Review ini hanya sekedar ikut-ikutan saja, karena banyak
orang di Twitter yang sudah mengulas tentang film terbaru besutan Christopher
Nolan dan juga seri terakhir dari trilogi Batman miliknya, “The Dark Knight
Rises” (demikian akan disebut TDKR). Saya tidak akan mengulas tentang bagaimana
kerennya teknologi CGI yang digunakan untuk membuat gambaran Batpod dan “The
Bat,” atau scoring orkestratik milik
Hans Zimmer yang terdengar sangat grandiose,
atau berapa skor yang layak untuk film ini. Yang itu saya serahkan pada
peresensi film saja.
Jika Anda berumur lebih dari 17 tahun dan sedikit banyak
paham tentang kondisi politik dan ekonomi di dunia, khususnya di Amerika
Serikat (dan jika kehidupan Anda tidak melulu dipenuhi dengan obsesi kepada
bintang K-Pop), tentu mahfum bahwa di balik film TDKR ini terdapat sentimen
politik, meskipun Nolan tidak terang-terangan mengakuinya. Hal ini tidaklah
mengejutkan, mengingat sebenarnya, jika kita bisa melihat jauh melampaui performance apik dari Joker-nya Heath Ledger
di film sebelum TDKR, yaitu “The Dark Knight”, ada alegori tentang situasi
politik yang dialami Amerika Serikat pascaperistiwa 9/11 yang bisa ditarik
darinya. Misalnya, bagaimana Joker mengakali anak buahnya untuk menjalankan
aksi yang sebenarnya merupakan misi bunuh diri (here goes the terrorism). Atau bagaimana pahlawan kita Bruce Wayne
alias Batman menculik Lau, sang akuntan para mafia, di Hong Kong (here goes the extraordinary rendition).
Atau, bagaimana Batman dan Lucius Fox menyadap sinyal telepon genggam
orang-orang dan menggunakannya sebagai pelacak (here go the PATRIOT Act and
wiretapping). Bahkan, ada yang membandingkan pertarungan Batman vs. Joker
sebagai “perang” antara Dick Cheney dengan Osama bin Laden.
Sinopis (SPOILER ALERT!)
Kisah TDKR sebenarnya sederhana: Bruce Wayne (diperankan
oleh Christian Bale) yang kecewa karena kematian kekasihnya Rachel Dawes serta
terpaksa dikorbankan image-nya
sebagai pahlawan agar Harvey Dent, sang jaksa-brilian-namun-berubah-menjadi-penjahat-bernama-Two-Face
namanya tetap harum, mengasingkan diri selama delapan tahun. Dia tahu dirinya
tidak dibutuhkan lagi oleh Gotham; sudah ada Harvey Dent Act yang menjaga para
penjahat dibalik jeruji besi. Dan dengan demikianlah dia kehilangan semangat
hidup, karena dia tidak tahu harus hidup demi apa atau siapa lagi. Sampai
muncullah seorang teroris bernama Bane (Tom Hardy).

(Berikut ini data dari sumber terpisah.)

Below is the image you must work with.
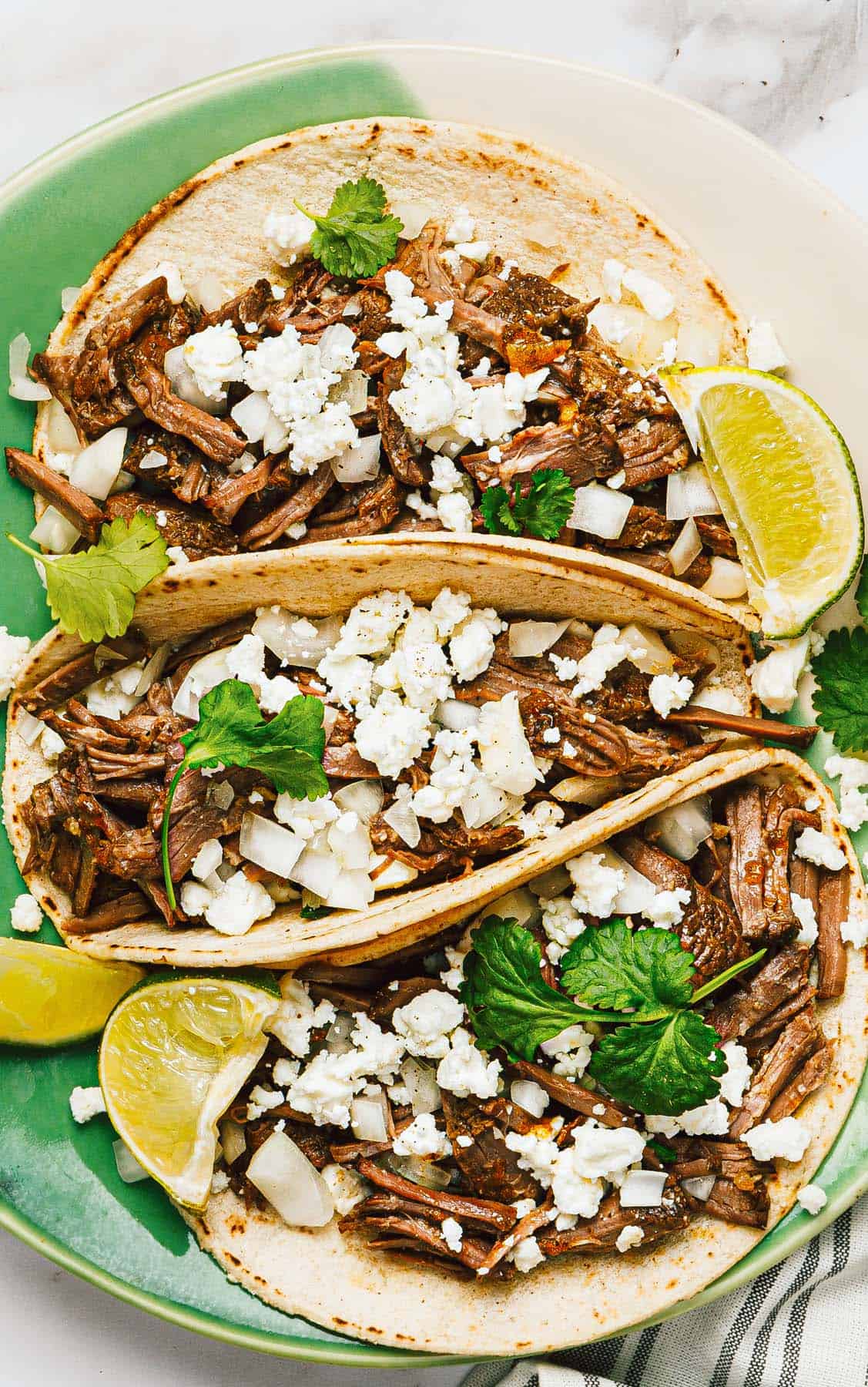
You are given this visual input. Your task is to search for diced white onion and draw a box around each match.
[509,1079,549,1118]
[253,607,341,670]
[665,462,719,520]
[69,428,126,501]
[246,1132,334,1227]
[190,270,229,314]
[163,343,226,415]
[111,1139,149,1184]
[45,399,82,452]
[350,1089,388,1141]
[329,371,370,415]
[331,434,380,482]
[383,794,421,848]
[435,697,480,732]
[220,1118,246,1165]
[648,794,712,863]
[509,617,570,660]
[552,775,622,808]
[172,650,232,721]
[239,811,305,877]
[618,623,675,674]
[388,197,435,241]
[333,780,383,824]
[133,641,172,697]
[620,1170,665,1210]
[681,1175,717,1204]
[10,333,52,399]
[567,482,632,539]
[385,1155,452,1190]
[594,843,657,915]
[400,1056,442,1117]
[669,516,702,577]
[31,506,82,553]
[324,1011,355,1054]
[699,553,747,600]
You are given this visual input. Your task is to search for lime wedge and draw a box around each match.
[0,939,144,1046]
[100,972,280,1210]
[660,366,864,638]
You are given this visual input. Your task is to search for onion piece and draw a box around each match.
[246,1132,334,1227]
[163,343,226,415]
[331,434,380,482]
[552,775,622,808]
[45,399,82,452]
[10,333,52,401]
[567,482,632,539]
[681,1175,717,1204]
[665,462,719,520]
[133,641,172,697]
[253,607,341,670]
[111,1139,149,1184]
[507,617,570,657]
[669,516,702,577]
[383,794,421,848]
[31,506,82,553]
[400,1056,442,1118]
[699,553,747,600]
[385,1153,452,1190]
[190,270,229,314]
[648,794,712,863]
[350,1089,388,1141]
[509,1079,549,1118]
[329,371,370,415]
[69,428,128,501]
[595,843,657,915]
[331,780,383,824]
[220,1118,246,1165]
[618,623,675,674]
[388,197,435,241]
[618,1170,667,1210]
[435,697,480,732]
[239,810,306,876]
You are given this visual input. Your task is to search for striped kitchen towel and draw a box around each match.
[463,1198,868,1387]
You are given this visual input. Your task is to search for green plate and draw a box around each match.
[0,45,868,1368]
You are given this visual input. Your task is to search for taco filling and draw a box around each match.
[15,588,814,935]
[7,201,746,585]
[203,778,856,1279]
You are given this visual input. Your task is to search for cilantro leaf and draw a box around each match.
[588,1015,726,1117]
[560,919,693,1021]
[7,510,169,642]
[295,177,404,279]
[814,630,868,752]
[163,680,329,910]
[480,468,575,539]
[459,915,620,1060]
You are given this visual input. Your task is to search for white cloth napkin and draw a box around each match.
[463,1198,868,1387]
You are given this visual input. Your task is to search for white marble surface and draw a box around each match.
[0,0,868,1387]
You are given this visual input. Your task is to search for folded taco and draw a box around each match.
[182,751,868,1354]
[8,119,745,616]
[4,537,811,966]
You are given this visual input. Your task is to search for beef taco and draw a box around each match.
[7,119,745,618]
[182,751,868,1355]
[4,537,813,966]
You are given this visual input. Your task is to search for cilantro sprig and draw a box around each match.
[161,680,329,910]
[461,915,766,1117]
[5,510,169,642]
[480,468,575,539]
[295,177,404,279]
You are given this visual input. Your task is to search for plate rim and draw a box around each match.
[0,40,868,1368]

Tom Hardy sebagai Bane. Sebenarnya saya berharap Vin Diesel saja yang memerankannya.
Tidak seperti Joker yang terkesan chaotic dan hanya ingin melihat dunia terbakar, Bane memiliki
sebuah cita-cita yang di luarnya tampak mulia: menghancurkan sistem dan
mengembalikannya kepada rakyat. Dia memiskinkan Bruce Wayne, membebaskan para
penjahat, mempersenjatai mereka, dan mencuri teknologi fisi milik Wayne
Corporation dan mengubahnya menjadi bom neutron. Gotham jatuh, bahkan lebih
hancur daripada sebelumnya ketika di tangan Joker. Anggota kepolisian Gotham
terjebak dan tidak bisa berbuat apa-apa. Orang-orang kaya dirampok dan dibunuh.
Sisanya diadili secara kejam di “Pengadilan Rakyat” yang hukumannya hanya ada
dua: dibuang atau mati, yang keduanya sama-sama berujung pada kematian.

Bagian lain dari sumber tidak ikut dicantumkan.